A hypergraph-based model for tumor prognosis using local and global information fusion on H&E-stained histology images
This repo is the PyTorch implementation for the HeMiCoRe described in the paper "A hypergraph-based model for tumor prognosis using local and global information fusion on H&E-stained histology images", which has been published on Medical Image Analysis (https://doi.org/10.1016/j.media.2026.103991).
│ environment.yaml
│ pretrain_HeMiCoRe.py # pre-training HeMiCoRe
│ train_HeMiCoRe.py # training, fine-tuning and evaluating HeMiCoRe
├─HGNN
| H_GNN.py
| hypergraph_util.py
| layers.py
|
├─models # the model's architecture
| __init__.py
│ cl.py
│ rlmil.py
│
├─runs # the training scripts
│ finetune.sh
| get_key_patch.sh
│ pretrain.sh
│ scratch.sh
│
├─utils
│ __init__.py
│ datasets.py # WSI class and function for WSIs
│ general.py # help function
│ losses.py # loss function
The code was designed on Ubuntu 22.04 LTS
environment.yaml
TCGA: Use GDC data portal with a manifest file and configuration file. Please see the section Results in the paper for the sample selection standard.

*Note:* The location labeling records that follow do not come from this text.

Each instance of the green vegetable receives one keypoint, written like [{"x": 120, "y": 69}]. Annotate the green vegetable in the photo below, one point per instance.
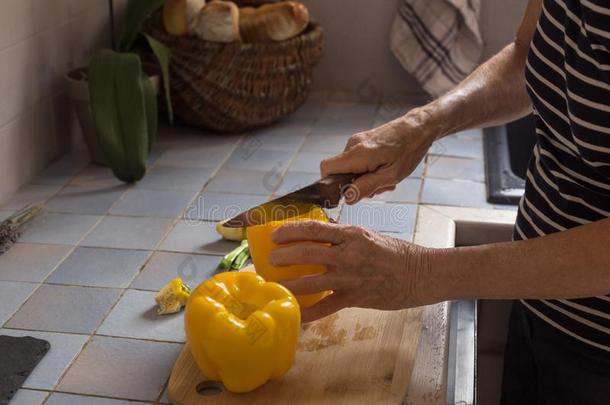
[
  {"x": 136, "y": 12},
  {"x": 237, "y": 258},
  {"x": 162, "y": 54},
  {"x": 124, "y": 109}
]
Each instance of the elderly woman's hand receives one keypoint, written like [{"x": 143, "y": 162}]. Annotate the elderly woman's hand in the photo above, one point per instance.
[
  {"x": 365, "y": 269},
  {"x": 384, "y": 155}
]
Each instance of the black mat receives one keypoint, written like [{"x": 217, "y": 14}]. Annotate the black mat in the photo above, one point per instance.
[{"x": 18, "y": 357}]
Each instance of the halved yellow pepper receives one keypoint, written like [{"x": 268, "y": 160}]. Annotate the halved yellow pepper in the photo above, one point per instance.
[
  {"x": 242, "y": 330},
  {"x": 261, "y": 246}
]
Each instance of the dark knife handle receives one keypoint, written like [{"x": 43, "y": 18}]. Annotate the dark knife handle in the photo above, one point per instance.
[{"x": 331, "y": 188}]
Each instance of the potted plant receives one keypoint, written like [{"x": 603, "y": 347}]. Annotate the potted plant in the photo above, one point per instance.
[{"x": 115, "y": 96}]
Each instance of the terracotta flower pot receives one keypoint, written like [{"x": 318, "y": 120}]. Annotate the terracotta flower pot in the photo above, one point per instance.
[{"x": 78, "y": 91}]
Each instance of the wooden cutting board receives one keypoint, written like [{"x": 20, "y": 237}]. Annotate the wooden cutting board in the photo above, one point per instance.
[{"x": 355, "y": 356}]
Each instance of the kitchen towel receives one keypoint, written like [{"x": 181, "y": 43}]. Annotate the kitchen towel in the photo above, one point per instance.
[{"x": 437, "y": 41}]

Private dataset: Use [link]([https://www.scidb.cn /en/anonymous/UVpOclV2]). We provide the private dataset with de-identified data only for replicating the results.
-
cd wsi_processing -
Tile all the WSI into patches
python create_patches.py --slide_dir /dir/to/silde --save_dir /save/dir/patch --overview --save_mask --wsi_format .tif --overview_level 3
-
Extract patch features
python extract_features_multiprocess.py --patch_dir /dir/to/patch --image_encoder resnet18 --device 0 --coord coord
-
Clustering patch features
python features_clustering.py --feat_dir /dir/to/patch/features --num_clusters 10
The format of input csv file:
| case_id | features_filepath | label | clusters_filepath | clusters_json_filepath |
|---|---|---|---|---|
| 2014_00322-3-HE-DX1 | /path/to/patch_features/2014_00322-3-HE-DX1.npz | 0 | /path/to/cluster_indices/2014_00322-3-HE-DX1.npz | /path/to/cluster_indices/2014_00322-3-HE-DX1.json |
| ... | ... | ... | ... | ... |
case_id: [str] the index for each WSI.
features_filepath: [str] the .npz file path for each WSI, this .npz file contains several keywords as follows:
- filename: [str] case_id.
- img_features: [numpy.ndarray] the all patch's features as a numpy.ndarray, the shape is (num_patches, dim_features), like (9004, 512).
label: [int] the label of the WSI.
clusters_filepath: [str] this .npz file indicates the clustering category corresponding to each patch in WSI. It contaions several keywords as follows:
- filename: [str] case_id.
- features_cluster_indices: [numpy.ndarray] This array represents the clustering category of each patch feature in WSI, it's shape is (num_pathces, 1).
clusters_json_filepath: [str] This JSON file represents the patch index contained in each category of clustering, like:
[ [55, 68, 86, 112, 126, 131, 145, 149, ...], [0, 1, 5, 12, 27, 53, 74, 92, 134, 178, 185, ...], ... [6, 19, 30, 36, 45, 48, 61, 77, 78, ...] ]Each list represents a cluster, and a WSI is divide into multiple subregions. Based on the affiliation between patches and subregions, a WSI can be regarded as a cluster-constrained hypergraph. MIL can be regarded as a form of graph augmentation.
pre-training by hypergraph-level contrastive learning. Note: maybe you need to change the final row of code in utils/datasets.py.
cd runs
sh pretrain.shevaluation of our proposed framework HeMiCoRe. Note: maybe you need to change the final row of code in utils/datasets.py.
cd runs
# training from scatch with the initial weights, does not load pre-trained weights
sh scratch.sh
# fine-tuning with pre-training weights
sh fintune.sh
# exporting the desicion-making patches by testing with the weights of the target stage. Note: when you are running get_key_patch.sh,maybe you need to change the run() function in train_HeMiCoRe.py to another.
sh get_key_patch.shThis code could create the distribution map mentioned in our paper.
cd my_utils
python visualization.py- You can simply process your own dataset into a format acceptable to our code, see [WSI Processing](###WSI Processing) and [Data Organization](###Data Organization).
- Then modify the input parameters of the training script in the runs directory.